Your water level should be dead center in the sight glass when the boiler is stone cold. It sounds like you have a low water feeder that is adding too much water to the boiler. This could possibly be caused by the pigtail if it is causing the pressuretrol to malfunction. The pressuretrol should be set as low as possible (1.5lb cut-out 0.5lb cut-in.).

If the high water level isn't causing problems (wet steam, water hammer) then I wouldn't keep draining it and adding fresh water. Fresh water is pretty bad for a boiler because it will accelerate corrosion.

Comments

  • John_153
    John_153 Member Posts: 9
    High glass gauge level related to wrong pigtail positioning?

    Hi all,

    New steam homeowner here. What level should the glass gauge be, half full or more then half full? I keep draining water from the system and the boiler to get the glass gauge level down to about half full, but every few days the water level keeps going up to about within an inch of the top of the gauge glass. What level should the water be in the glass gauge?

    Also I noticed the the pigtail that connects the pressuretrol is in the wrong position. Referencing Dan's book it should be that the curved part of the pigtail faces front to back, instead I see through the circle when I'm looking straight at the pressuretrol. Not sure if this is causing the water within an inch of the top of the gauge glass or not, but I plan to correctly positioning the pigtail when the temperature reaches about 10 degrees here in Connecticut and I can shut down and work on it after the boiler is cooled.

    What level should the water be in the glass gauge and is the level related to a wrong pigtail position?
    Thanks!
    -JW

  • jim_72
    jim_72 Member Posts: 77


    John. Two things if your pressuretrol has a mercury switch (look inside) you need to reposition the pigtail so it's level, if not leave it as is.Second when your boiler is hot and making steam ,What is the level in the glass?IF the water level bottoms out during operation it will cause LOWC to add water.This can be caused among other things by a block or semi blockage in your return lines back to the boiler.They may need to be flushed clean.
    .The former homeowner may never had the system cleaned and maintained properly .Good Luck
  • John_153
    John_153 Member Posts: 9
    follow up - baffling differential dial!?

    Thanks! The water level never bottomed out, it always creeped more toward an inch from the top, never toward the bottom. So I took today off from work and here is what I did.

    I let the system cool down, drained the return pipe until the glass gauge was empty and no more water came out, then repositioned the pigtail so it's facing me, then went out and bought a new pressuretrol controller (the bottom of the old one looked pretty beat), installed the new one, then set its main scale as low as it would go to .5. When I fired up the boiler, the water level reached half, then when the new (PSI) gauge reaches about 1.5 PSI, the system shuts off.

    Thing is, what does the differential dial in the pressuretrol controller do? The literature says the differential dial (which goes from 1 to 5, so I put it on 1, the lowest) lets the pressure rise above the main scale cut-in point before the electric circuit breaks.
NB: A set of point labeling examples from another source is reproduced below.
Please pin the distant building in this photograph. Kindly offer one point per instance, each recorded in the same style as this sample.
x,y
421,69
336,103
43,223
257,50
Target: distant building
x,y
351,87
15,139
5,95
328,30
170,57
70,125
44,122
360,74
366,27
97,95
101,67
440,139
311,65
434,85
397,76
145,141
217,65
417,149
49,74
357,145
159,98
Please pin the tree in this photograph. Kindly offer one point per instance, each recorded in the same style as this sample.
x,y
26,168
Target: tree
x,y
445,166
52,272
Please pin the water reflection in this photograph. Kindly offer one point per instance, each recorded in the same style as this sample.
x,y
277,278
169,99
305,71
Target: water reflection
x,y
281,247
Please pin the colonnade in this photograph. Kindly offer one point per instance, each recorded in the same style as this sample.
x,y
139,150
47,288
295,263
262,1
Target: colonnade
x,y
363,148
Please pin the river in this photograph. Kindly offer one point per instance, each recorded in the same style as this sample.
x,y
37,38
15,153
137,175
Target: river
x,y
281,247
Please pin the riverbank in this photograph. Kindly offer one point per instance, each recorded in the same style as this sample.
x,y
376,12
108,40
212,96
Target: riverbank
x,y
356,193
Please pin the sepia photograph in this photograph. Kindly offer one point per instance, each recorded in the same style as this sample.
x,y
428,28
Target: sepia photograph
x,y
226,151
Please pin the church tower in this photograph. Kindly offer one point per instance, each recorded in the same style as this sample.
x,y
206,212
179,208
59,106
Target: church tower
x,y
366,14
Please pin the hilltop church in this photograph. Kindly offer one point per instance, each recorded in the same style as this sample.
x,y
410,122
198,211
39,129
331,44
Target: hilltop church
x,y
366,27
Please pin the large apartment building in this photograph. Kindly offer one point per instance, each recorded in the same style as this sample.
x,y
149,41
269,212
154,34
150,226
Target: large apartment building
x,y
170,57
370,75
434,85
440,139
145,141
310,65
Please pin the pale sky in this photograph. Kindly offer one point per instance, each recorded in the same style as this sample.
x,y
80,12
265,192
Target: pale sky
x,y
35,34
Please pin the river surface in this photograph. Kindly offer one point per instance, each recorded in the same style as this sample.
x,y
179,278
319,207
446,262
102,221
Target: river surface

    Does this mean the differential dial allows the boiler to go up to 1.5 PSI then shut down? I've read we shouldn’t let our boilers go past 1 PSI, but doesn’t setting the pressuretrol controller and its differential dial to their lowest still allow for the unit to get up to 1.5 PSI?

    Baffled!
  • Vermonter
    Vermonter Member Posts: 57
    Vaporstat

    You're exactly right that the minimum you can set the Pressuretrol is 0.5psi cut-in and 1.5psi cut-out. That's why I installed a Vaporstat on my system :)

    http://customer.honeywell.com/Techlit/pdf/65-0000s/65-0287.pdf

    Your waterline should start in the middle when dead cold too :)
  • Is it a,

    Honeywell PA404A you purchased?, usually the (internal) differential 1-5 scale is "subtractive" of the main(cut-out)scale on the front face. I`m not too fond of these as a main operating control, the "lower-end" scale accuracy is just not there. I usually install a vaporstat as the operator, and use this as a backup safety.